Day: 15 November 2022
How to read a formal document
David Allen Green – The Law and Policy Blog
Words provide powerful tools. They can be used to make things clear and they can be used to obfuscate. They can reveal what their author is thinking and wants you to think – and sometimes they can reveal more than the author intends. Some words are quite casually written, even with though with serious purpose, but often words are written with great care and deliberation to communicate an intended message very precisely – though sometimes that intention is to leave an impression in the reader’s mind which is at some distance from the facts of whatever is being described. Omission and misdirection are as present as clear exposition.
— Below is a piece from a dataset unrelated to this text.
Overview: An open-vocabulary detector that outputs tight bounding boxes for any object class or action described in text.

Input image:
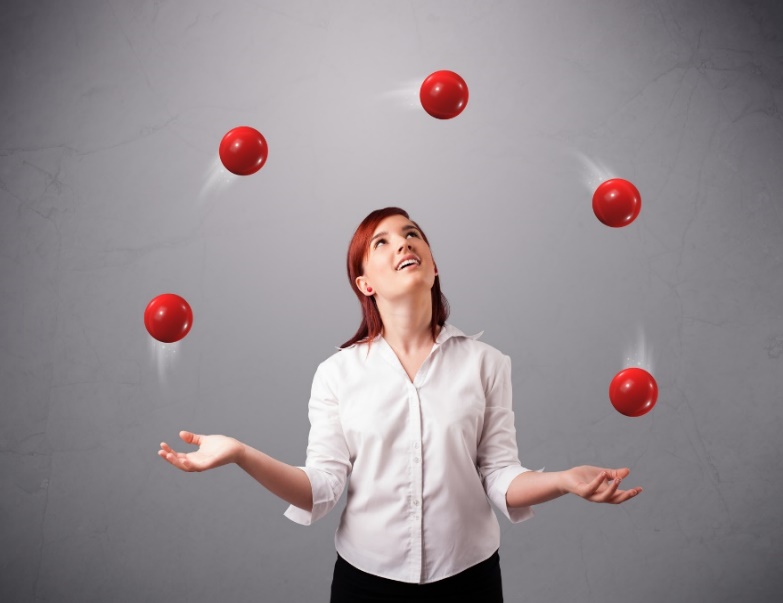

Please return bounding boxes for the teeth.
[397,260,418,270]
Being able to parse carefully constructed documents is a core skill in understanding political systems and actions (and not only those, of course). In the days when that was pretty much all anybody had to go on in trying to understand the politics of the Soviet Union, the art of textual interpretation at a distance was known as kremlinology. I was trained in that art long ago, grappling with long and turgid speeches by politburo members reproduced in the pages of Pravda, to find the one nugget which was new or pointed to a possible change of priorities or direction, to be found with odd consistency somewhere around two thirds of the way through.
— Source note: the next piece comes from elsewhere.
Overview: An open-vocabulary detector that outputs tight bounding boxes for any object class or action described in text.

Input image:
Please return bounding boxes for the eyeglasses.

This post provides an expert tutorial in interpretation for slightly easier circumstances, but with no less need of close attention to detail. The two basic rules it sets out apply with equal power to any formally constructed political document, whether that is a Soviet speech or a British ministerial letter. The first rule is to identify what is there and understand why it is there. The second rule is to identify what might have been there but isn’t and consider why it is not. There’s a bit more to it than that – and the whole post is well worth reading – but the simple application of those rules is enough to provide more insight than a less questioning reading can do.